Vaderlandsche letteroefeningen. Jaargang 1783
(1783)– [tijdschrift] Vaderlandsche Letteroefeningen– Auteursrechtvrij
[pagina 569]
| |
Mengelwerk, tot fraaye letteren, konsten en weetenschappen betrekkelyk.Verklaaring van Spreuken XXX. vs. 15.De Bloedzuiger heeft twee Dochters, Geeft, Geeft. Door Thomas Hunt, D.D.T.R. & A. SS. Profess. Ling. Heb. & Arab.
Den Heeren Schryveren der Algemeene Vaderlandsche Letteroefeningen.
Myne heeren!
‘Uwe vriendlykheid, om, zo spoedig, myne Vertaalde Verklaaring van spr.

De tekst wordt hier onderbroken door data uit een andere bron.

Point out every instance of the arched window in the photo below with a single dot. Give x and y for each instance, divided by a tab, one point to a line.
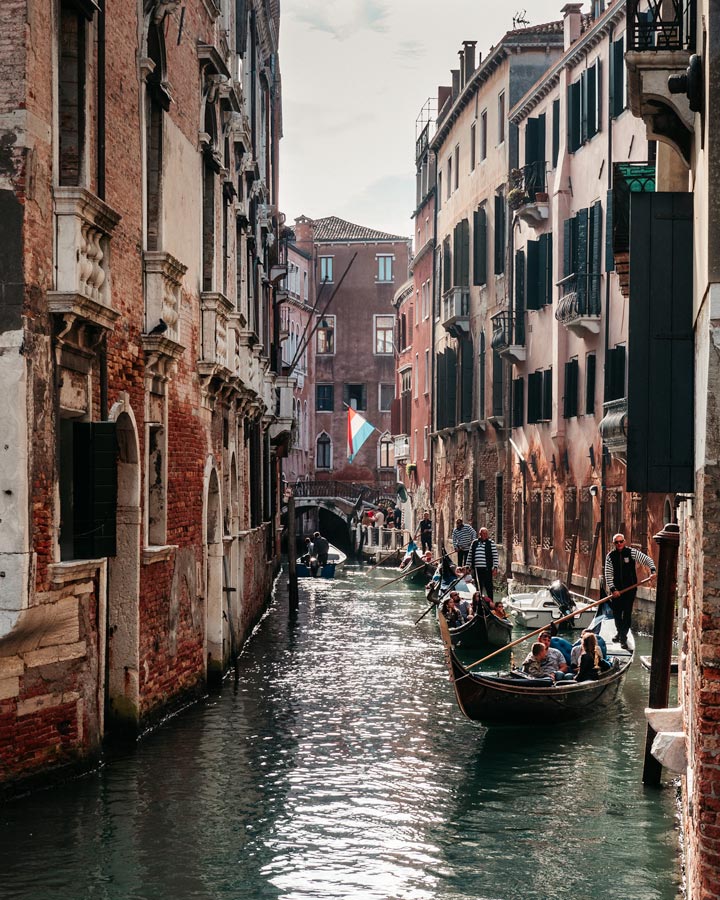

XIX. 24. eene plaats, in uw Mengelwerk, in te ruimen, heeft my aangezet om ook de volgende Verklaaring van spr. XXX. 15. UL. af te vaardigen; misschien vind ik my opgewekt, om, vervolgens, nog eene en andere te zenden. Intusschen heb ik ontdekt, dat, in vroegeren tyd, eene en andere Verklaaring van hunt, door UL. geplaatst is, ik heb ze uitgetekend om geen vergeefschen arbeid te doen. Hebt myne groete, enz.’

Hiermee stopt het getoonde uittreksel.